02:25Dr. McGinn, could you talk about DPA's system's shortcoming and contrast them to the phenomenal world-class perfection management system in Dayton, Ohio?
02:38Not biased at all on that question, to be clear.
02:41Thank you, Senator.
02:42Yeah, so the Air Force is currently the executive agent for the conduct of Defense Protection Act Title III projects,
02:49and so, and they've delegated further to Wright-Patterson Air Force Research Lab to do the contracting execution of Title III projects,
02:59and so that is, but that is still the case, that they're doing that.
03:04The DPA fund is managed by the Department of Defense.
03:08I was not aware that it's, that that is not managed by, as far as I know, by Wright-Patterson itself,
03:15but by the Office of Secretary of Defense, so, so there hasn't been a movement to, to, to, of that degree,
03:22but the, the work, I've worked with the, the personnel at Wright-Patterson when I was in government,
03:27and they are phenomenal, and they continue to do phenomenal work.
03:31Yeah, they move the functions out, which the reality is we should move, moving functions in to centralize.
03:36That makes sense to have all that together.
03:38It makes, as you know, a lot of efficiencies, and I don't want to keep picking on you for questions,
03:42but we'll, we'll keep it going here. I'm particularly concerned that the powers that,
03:47over the last, excuse me, the last administration, the DPA powers were bastardized in a sense
03:54and expanded beyond congressional intention by the Biden White House in areas like green energy,
04:00for example, which was clearly a political move, not a national security move.
04:05Why is it critically important for DPA to maintain its focus on national defense
04:09in a nonpartisan way, and what dangers could arise if it doesn't to, to, to fortify political positions
04:16rather than national security positions?
04:19Great question, Senator.
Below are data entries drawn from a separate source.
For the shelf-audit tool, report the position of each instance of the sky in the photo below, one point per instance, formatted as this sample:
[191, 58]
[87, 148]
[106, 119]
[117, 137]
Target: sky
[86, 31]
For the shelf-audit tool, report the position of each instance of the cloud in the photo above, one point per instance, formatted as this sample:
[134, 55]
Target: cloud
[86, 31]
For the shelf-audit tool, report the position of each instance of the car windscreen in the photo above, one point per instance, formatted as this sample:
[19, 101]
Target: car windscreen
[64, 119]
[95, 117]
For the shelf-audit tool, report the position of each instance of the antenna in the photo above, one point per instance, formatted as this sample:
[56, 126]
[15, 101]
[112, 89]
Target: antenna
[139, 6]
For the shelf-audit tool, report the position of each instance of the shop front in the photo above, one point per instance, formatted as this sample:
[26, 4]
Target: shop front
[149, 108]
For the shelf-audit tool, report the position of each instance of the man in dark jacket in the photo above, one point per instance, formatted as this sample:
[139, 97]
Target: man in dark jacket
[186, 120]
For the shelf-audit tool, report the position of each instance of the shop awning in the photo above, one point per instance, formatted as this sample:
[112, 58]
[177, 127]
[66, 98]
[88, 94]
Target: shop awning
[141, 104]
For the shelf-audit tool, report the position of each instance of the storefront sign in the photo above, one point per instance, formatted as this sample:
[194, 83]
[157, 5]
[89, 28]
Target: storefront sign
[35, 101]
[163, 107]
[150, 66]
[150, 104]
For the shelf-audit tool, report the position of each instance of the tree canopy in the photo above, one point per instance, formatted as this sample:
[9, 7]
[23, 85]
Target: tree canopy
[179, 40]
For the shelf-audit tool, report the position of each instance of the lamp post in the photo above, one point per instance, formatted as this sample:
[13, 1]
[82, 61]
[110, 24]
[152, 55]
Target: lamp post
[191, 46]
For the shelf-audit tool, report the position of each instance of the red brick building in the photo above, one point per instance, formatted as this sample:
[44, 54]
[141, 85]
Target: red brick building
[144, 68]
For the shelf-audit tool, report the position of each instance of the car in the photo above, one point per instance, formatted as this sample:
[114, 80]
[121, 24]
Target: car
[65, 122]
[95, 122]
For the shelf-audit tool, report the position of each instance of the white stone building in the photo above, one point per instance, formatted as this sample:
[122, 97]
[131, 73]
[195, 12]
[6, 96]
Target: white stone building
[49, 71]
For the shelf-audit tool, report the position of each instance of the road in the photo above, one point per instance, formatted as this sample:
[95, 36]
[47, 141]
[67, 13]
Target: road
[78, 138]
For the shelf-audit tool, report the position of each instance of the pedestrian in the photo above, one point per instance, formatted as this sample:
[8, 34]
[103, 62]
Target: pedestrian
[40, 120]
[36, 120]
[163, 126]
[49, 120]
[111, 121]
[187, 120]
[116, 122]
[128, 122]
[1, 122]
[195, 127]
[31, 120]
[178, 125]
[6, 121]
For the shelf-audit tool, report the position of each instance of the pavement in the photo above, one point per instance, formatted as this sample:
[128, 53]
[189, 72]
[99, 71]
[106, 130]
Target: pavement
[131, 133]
Yeah, I would, I would say the, the, as we've seen very clearly in this,
04:25in this hearing, DPA is a, a bipartisan supported authority,
04:31and it works best when it really focuses on those bipartisan kind of interest areas.
04:37And the real priority areas for DPA have been traditionally defense or national, true national emergency efforts.
04:44Now, if, when DPA is used in other ways, such as what you're referring to,
04:50it sometimes can become politically kind of charged.
04:53And if the DPA becomes politically charged, that is always really bad.
04:57And we, some of the things that we live with today, for instance, the cap on the DPA fund of $750 million,
05:04that is a result of a previous reauthorization of the DPA where there was a,
05:10some projects were done that were not agreed with politically that then led to the,
05:15the reauthorization to put more structure, more strictures around DPA.
05:20So, the, the, the, it is imperative to keep DPA focused on clear, bipartisan focused efforts.
05:28And there, if, if priorities are in other areas, that can be,
05:32there are other means to do those kind of, those kind of legislative efforts.
05:36I yield with, Mr. Chairman, I think that's, and for the ranking member,
05:39I think that's really important as we discuss DPA, that it becomes completely apolitical.
05:45And it's about protecting our country and not getting into political priorities and using funds that way.